This post is best viewed using the light theme.

This post uses GA to generate a high-quality solution to the Traveling Salesman Problem.

Traveling Salesman Problem using Genetic Algorithm

This blog post is regarding using a genetic algorithm to solve the Traveling Salesman Problem. In a one-liner, the TSP asks the following question: Given a list of cities and the distances between each pair of the cities, what is the shortest possible route that visits each city and returns to the origin city?"

The conditions in this scenario are that no point can be visited twice and it must return to the starting point. The selected starting point here is New York. (The starting point does not matter in this scenario.). There are times, that a point maybe the revisited more than once to achieve a better solution. The number of cities in this scenario is 13. In this specific implementation, it will never visit the same city twice.

The inspiration for this post is based on the google OR-Tools found here. This blog post; uses Genetic Algorithm to obtain the answer. It is implemented with a web worker which runs in the browser based on JavaScript.

I will also reuse the genetic algorithm implementation written for another blog post however with different fitness functions and different cross-over methodologies.

Location Coordinates Shorthand
New York 40, -74 A
Los Angeles 34, -118 B
Chicago 41, -87 C
Minneapolis 44, -93 D
Denver 39, -104 E
Dallas 32,-96 F
Seattle 47,-122 G
Boston 42,-71 H
San Francisco 37,-122 I
St. Louis 38,-90 J
Houston 29,-95 K
Phoenix 33,-111 L
Salt Lake City 40,-111 M

Total number of cities - 13.

For the Genetic Algorithm to work, a distance matrix needs to be given to it. This distance matrix is based on the “Euclidean Distance” and not the road network distance. The distance matrix is obtained from here which has 13 cities in the United States.

The Genetic Algorithm Solution

Please click run to see the results based on different cross over and selection methods. You can repeat this for different methodologies

It can be observed that the selection method random tends to not give a good result as it would defeat the purpose of the GA algorithm. The current mutation rate of the GA is set to 0.2 for this purpose. The starting population size is set to 20.
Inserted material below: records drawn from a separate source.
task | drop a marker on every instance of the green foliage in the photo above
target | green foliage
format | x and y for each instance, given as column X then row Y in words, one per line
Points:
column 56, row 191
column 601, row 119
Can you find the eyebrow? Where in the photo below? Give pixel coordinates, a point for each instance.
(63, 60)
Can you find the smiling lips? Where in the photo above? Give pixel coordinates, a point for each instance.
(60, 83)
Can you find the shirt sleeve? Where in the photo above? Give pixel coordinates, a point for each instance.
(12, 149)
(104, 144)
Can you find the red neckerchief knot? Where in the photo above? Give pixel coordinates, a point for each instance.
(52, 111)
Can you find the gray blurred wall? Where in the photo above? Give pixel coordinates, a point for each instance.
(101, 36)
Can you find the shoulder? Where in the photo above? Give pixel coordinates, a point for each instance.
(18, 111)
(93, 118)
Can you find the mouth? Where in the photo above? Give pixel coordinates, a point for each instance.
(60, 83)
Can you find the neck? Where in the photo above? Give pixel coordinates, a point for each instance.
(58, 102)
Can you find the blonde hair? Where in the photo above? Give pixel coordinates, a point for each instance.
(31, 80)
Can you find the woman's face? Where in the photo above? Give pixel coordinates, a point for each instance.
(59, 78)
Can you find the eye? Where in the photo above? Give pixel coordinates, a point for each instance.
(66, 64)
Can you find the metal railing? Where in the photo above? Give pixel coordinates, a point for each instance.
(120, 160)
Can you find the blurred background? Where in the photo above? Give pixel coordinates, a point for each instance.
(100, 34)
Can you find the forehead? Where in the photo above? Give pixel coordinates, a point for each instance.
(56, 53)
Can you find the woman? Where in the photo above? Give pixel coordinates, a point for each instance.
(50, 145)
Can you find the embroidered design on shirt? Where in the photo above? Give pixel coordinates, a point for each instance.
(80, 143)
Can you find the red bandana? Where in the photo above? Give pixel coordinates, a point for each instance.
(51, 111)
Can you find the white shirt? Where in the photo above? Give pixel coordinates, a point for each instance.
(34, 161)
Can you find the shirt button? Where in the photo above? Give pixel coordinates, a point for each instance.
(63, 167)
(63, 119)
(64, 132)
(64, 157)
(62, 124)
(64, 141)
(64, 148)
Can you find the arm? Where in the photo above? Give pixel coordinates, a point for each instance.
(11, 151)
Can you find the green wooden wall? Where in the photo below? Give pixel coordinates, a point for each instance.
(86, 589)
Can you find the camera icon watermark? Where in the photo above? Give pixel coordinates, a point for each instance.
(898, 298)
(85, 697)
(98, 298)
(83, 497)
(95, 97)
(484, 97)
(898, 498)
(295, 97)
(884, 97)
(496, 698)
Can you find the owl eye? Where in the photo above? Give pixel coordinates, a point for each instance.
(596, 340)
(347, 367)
Due to the nature of GA, each run under the given settings will give a different solution as I have defaulted the number of generations to 500. This includes running with the same cross over methodology and selection methodology.

The fitness in general would depend on the cross over methodology. For example, if the roulette wheel methodology is used, it can be observed that the average fitness tends to spike more.

The suggested answer based on the Google OR tools is

New York -> Boston -> Chicago -> Minneapolis -> Denver -> Salt Lake City -> Seattle -> San Francisco -> Los Angeles -> Phoenix -> Houston -> Dallas -> St Louis -> New York which gives the total distance of 7293 miles which is also the minimal tour length.

The GA however does not obtain this solution. It does however, generate a high quality solution really quick.

Lessons from this post

  • The earth is not flat! Mapping putting coordinates using latitude and longitude on a chart; would work in a different way so it displays beautifully. Latitude and longitude need to be swapped.

  • Most chart APIs do not let you specify both the x-axis and y-axis at the same time. This is especially true if the chart is able to generate SVG diagrams. SVG diagrams are always nicer and would generally be more responsive at the end of the day.

  • You can use a series graph to draw lines from point to point in the chartist API. However, chartist API does not like the situation where there are two values on the same axis. (So it is not able to draw a straight line on the x-axis because of the nature of a series chart. An example of this is where there is a point on 30,55 and 30,65.

  • There are specific data sets in which people benchmark their TSP solutions.

  • The GA will downgrade into a random search if the mutation rate is too high. However, the mutation rate can always be changed to tailor to the specific use case.